Henke Michael, Mattern Dominik, Pepe Margaret, Bézay Christina, Weissenberger Christian, Werner Martin, Pajonk Frank
Klinik für Strahlenheilkunde, Universitätsklinikum, Robert Koch Strasse, 3 D-79106, Freiburg, Germany.
J Clin Oncol. 2006 Oct 10;24(29):4708-13. doi: 10.1200/JCO.2006.06.2737.
Recent reports suggest that cancer control may worsen if erythropoietin is administered. We investigated whether erythropoietin receptor expression on cancer cells may correlate with this unexpected finding.
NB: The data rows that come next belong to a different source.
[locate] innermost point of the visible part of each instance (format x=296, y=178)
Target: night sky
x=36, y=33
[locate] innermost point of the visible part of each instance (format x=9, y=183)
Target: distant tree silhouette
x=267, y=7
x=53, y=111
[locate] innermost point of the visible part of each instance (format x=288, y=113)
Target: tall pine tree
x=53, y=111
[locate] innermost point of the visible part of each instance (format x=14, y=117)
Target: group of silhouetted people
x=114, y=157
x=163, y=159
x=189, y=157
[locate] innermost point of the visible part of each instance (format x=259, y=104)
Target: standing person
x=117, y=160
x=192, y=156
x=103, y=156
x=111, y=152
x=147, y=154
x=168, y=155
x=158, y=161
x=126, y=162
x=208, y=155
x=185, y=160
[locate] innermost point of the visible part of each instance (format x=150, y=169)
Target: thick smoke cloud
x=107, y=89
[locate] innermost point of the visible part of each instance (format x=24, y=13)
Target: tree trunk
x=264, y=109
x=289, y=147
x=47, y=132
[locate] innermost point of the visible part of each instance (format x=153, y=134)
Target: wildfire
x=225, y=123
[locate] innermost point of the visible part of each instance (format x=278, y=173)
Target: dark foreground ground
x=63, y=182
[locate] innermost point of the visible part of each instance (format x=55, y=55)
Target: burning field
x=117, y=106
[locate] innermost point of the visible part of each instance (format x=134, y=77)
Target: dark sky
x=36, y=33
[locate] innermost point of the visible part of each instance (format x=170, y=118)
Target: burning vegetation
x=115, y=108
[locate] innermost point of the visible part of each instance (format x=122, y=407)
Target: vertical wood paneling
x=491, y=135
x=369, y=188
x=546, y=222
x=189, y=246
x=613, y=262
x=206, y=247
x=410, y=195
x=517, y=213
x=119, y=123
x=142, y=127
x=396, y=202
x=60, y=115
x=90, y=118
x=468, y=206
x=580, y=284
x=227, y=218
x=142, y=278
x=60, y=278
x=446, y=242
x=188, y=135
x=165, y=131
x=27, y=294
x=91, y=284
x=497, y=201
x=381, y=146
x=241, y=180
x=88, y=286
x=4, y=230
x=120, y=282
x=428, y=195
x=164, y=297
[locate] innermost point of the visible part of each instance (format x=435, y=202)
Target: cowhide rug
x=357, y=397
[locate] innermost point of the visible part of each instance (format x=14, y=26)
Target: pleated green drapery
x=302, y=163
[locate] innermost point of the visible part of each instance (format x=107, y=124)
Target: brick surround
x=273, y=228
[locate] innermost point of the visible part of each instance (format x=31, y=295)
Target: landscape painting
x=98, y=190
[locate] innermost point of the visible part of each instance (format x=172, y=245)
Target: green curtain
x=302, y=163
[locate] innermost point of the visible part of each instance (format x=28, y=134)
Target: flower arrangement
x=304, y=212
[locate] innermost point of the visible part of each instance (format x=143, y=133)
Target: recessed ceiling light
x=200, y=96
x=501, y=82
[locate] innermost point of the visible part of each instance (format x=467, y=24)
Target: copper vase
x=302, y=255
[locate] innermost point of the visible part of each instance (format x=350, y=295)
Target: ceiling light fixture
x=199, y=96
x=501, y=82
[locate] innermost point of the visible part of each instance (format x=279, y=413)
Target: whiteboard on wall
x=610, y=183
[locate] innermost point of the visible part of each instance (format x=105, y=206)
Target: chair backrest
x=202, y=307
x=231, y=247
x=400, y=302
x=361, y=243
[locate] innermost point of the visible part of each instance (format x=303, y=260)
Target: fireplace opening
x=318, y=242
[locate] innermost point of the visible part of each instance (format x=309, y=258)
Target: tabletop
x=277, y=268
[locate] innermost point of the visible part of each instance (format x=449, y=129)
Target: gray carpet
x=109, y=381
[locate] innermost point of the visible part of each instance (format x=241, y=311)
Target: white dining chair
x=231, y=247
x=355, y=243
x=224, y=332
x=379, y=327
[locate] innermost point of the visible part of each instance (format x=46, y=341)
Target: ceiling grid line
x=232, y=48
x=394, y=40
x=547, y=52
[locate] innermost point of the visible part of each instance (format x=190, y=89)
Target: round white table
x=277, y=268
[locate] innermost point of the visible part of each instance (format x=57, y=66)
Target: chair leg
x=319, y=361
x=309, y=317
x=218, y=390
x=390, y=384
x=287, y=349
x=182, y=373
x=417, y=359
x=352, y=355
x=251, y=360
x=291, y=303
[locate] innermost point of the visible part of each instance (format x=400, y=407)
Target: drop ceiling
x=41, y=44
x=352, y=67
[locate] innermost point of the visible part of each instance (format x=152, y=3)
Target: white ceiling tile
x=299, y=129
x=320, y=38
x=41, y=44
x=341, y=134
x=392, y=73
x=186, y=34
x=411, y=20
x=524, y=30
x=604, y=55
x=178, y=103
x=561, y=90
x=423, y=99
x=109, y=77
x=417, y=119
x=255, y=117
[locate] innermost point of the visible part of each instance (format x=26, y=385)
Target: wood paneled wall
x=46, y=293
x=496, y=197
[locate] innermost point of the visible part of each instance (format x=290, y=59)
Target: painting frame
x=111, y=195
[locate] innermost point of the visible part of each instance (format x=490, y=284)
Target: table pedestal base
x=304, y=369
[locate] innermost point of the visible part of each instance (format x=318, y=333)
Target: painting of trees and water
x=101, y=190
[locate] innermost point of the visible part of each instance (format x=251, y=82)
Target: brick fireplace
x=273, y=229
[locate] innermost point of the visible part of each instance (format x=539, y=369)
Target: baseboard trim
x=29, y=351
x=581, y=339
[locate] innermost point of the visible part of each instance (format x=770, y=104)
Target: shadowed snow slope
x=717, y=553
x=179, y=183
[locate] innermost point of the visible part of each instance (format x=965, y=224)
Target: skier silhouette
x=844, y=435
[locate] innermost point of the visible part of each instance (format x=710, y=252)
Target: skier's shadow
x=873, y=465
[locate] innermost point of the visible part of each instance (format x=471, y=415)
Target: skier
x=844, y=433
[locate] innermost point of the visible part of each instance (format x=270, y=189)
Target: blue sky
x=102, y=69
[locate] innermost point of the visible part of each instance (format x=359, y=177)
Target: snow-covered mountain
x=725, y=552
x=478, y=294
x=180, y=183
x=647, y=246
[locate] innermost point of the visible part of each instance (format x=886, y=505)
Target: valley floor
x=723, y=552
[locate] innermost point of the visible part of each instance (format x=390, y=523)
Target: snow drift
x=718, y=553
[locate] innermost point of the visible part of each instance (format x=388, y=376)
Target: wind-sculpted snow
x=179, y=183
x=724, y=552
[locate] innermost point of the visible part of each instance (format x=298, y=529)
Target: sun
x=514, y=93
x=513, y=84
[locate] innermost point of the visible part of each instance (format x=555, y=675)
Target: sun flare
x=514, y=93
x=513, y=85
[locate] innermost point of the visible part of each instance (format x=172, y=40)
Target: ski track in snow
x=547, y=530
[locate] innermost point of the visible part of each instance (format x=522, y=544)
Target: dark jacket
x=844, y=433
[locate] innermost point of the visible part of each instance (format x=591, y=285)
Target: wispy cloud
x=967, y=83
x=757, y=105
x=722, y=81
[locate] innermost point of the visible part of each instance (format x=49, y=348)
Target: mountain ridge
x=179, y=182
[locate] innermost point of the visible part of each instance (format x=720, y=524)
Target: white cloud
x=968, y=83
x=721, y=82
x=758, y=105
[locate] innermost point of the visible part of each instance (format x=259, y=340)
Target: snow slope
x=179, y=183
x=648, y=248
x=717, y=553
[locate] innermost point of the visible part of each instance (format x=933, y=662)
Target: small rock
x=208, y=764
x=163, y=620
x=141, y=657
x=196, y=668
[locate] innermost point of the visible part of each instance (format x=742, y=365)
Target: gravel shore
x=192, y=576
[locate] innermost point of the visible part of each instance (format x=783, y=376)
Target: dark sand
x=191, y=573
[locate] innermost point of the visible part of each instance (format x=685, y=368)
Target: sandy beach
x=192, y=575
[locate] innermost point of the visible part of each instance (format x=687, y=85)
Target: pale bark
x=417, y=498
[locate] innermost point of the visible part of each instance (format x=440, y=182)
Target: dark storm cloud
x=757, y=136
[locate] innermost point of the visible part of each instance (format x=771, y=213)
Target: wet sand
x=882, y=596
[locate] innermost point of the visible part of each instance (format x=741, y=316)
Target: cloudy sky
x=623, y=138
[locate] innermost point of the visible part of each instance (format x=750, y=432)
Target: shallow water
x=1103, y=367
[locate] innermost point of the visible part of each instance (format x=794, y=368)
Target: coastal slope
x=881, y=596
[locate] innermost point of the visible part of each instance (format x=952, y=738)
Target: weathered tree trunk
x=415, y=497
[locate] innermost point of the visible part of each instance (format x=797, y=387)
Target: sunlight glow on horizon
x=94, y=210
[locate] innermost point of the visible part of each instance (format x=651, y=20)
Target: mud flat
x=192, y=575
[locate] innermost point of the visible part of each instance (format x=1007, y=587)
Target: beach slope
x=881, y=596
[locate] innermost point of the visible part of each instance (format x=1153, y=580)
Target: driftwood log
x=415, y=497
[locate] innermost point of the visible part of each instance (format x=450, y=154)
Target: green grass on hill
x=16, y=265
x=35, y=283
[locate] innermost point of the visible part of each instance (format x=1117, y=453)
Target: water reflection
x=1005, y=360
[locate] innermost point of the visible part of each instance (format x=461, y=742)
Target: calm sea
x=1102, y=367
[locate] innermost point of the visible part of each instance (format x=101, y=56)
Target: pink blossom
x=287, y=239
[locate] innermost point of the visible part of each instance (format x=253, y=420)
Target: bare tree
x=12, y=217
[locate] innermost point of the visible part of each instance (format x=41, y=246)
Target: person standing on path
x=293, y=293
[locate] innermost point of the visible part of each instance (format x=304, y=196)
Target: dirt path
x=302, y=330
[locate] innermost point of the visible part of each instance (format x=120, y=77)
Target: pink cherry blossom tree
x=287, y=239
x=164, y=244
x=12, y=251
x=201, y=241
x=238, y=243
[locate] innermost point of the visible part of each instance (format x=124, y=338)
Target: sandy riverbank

Cancer tissue from patients with advanced carcinoma of the head and neck (T3, T4, or nodal involvement) and scheduled for radiotherapy was assayed retrospectively for erythropoietin receptor expression by immunohistochemistry. Patients were anemic and randomized to receive epoetin beta (300 U/kg) or placebo under double-blind conditions, given three times weekly starting 10 to 14 days before and continuing throughout radiotherapy. We administered 60 Gy following complete resection or 64 Gy subsequent to microscopically incomplete resection; 70 Gy were given following macroscopically incomplete resection or for definitive radiotherapy alone. We determined if the effect of epoetin beta on locoregional progression-free survival was correlated with the expression of erythropoietin receptors on cancer cells using a Cox proportional hazards regression model.
We studied 154 of 157 randomly assigned patients; 104 samples were positive, and 50 were negative for receptor expression. Locoregional progression-free survival was substantially poorer if epoetin beta was administered to patients positive for receptor expression compared with placebo (adjusted relative risk, 2.07; 95% CI, 1.27 to 3.36; P < .01). In contrast, epoetin beta did not impair outcome in receptor-negative patients (adjusted relative risk, 0.94; 95% CI, 0.47 to 1.90; P = .86). The difference in treatment associated relative risks (2.07 v 0.94) was borderline statistically significant (P = .08).
Erythropoietin might adversely affect prognosis of head and neck cancer patients if cancer cells express erythropoietin receptors.
近期报告提示,使用促红细胞生成素可能会使癌症控制情况恶化。我们研究了癌细胞上促红细胞生成素受体的表达是否与这一意外发现相关。
对计划接受放疗的晚期头颈癌(T3、T4或有淋巴结转移)患者的癌组织进行回顾性分析,采用免疫组织化学法检测促红细胞生成素受体的表达。患者均为贫血患者,在双盲条件下随机接受β-促红细胞生成素(300 U/kg)或安慰剂治疗,每周给药3次,从放疗前10至14天开始,持续至整个放疗过程。在完全切除后给予60 Gy放疗,或在显微镜下切除不完全后给予64 Gy放疗;在肉眼切除不完全或仅进行根治性放疗后给予70 Gy放疗。我们使用Cox比例风险回归模型确定β-促红细胞生成素对局部区域无进展生存期的影响是否与癌细胞上促红细胞生成素受体的表达相关。
我们研究了157例随机分组患者中的154例;104个样本受体表达呈阳性,50个样本呈阴性。与安慰剂相比,对受体表达阳性的患者给予β-促红细胞生成素时,局部区域无进展生存期明显较差(调整后的相对风险为2.07;95%可信区间为1.27至3.36;P < 0.01)。相比之下,β-促红细胞生成素对受体阴性的患者的预后没有损害(调整后的相对风险为0.94;95%可信区间为0.47至1.90;P = 0.86)。治疗相关相对风险的差异(2.07比0.94)在统计学上接近显著(P = 0.08)。
如果癌细胞表达促红细胞生成素受体,促红细胞生成素可能会对头颈癌患者的预后产生不利影响。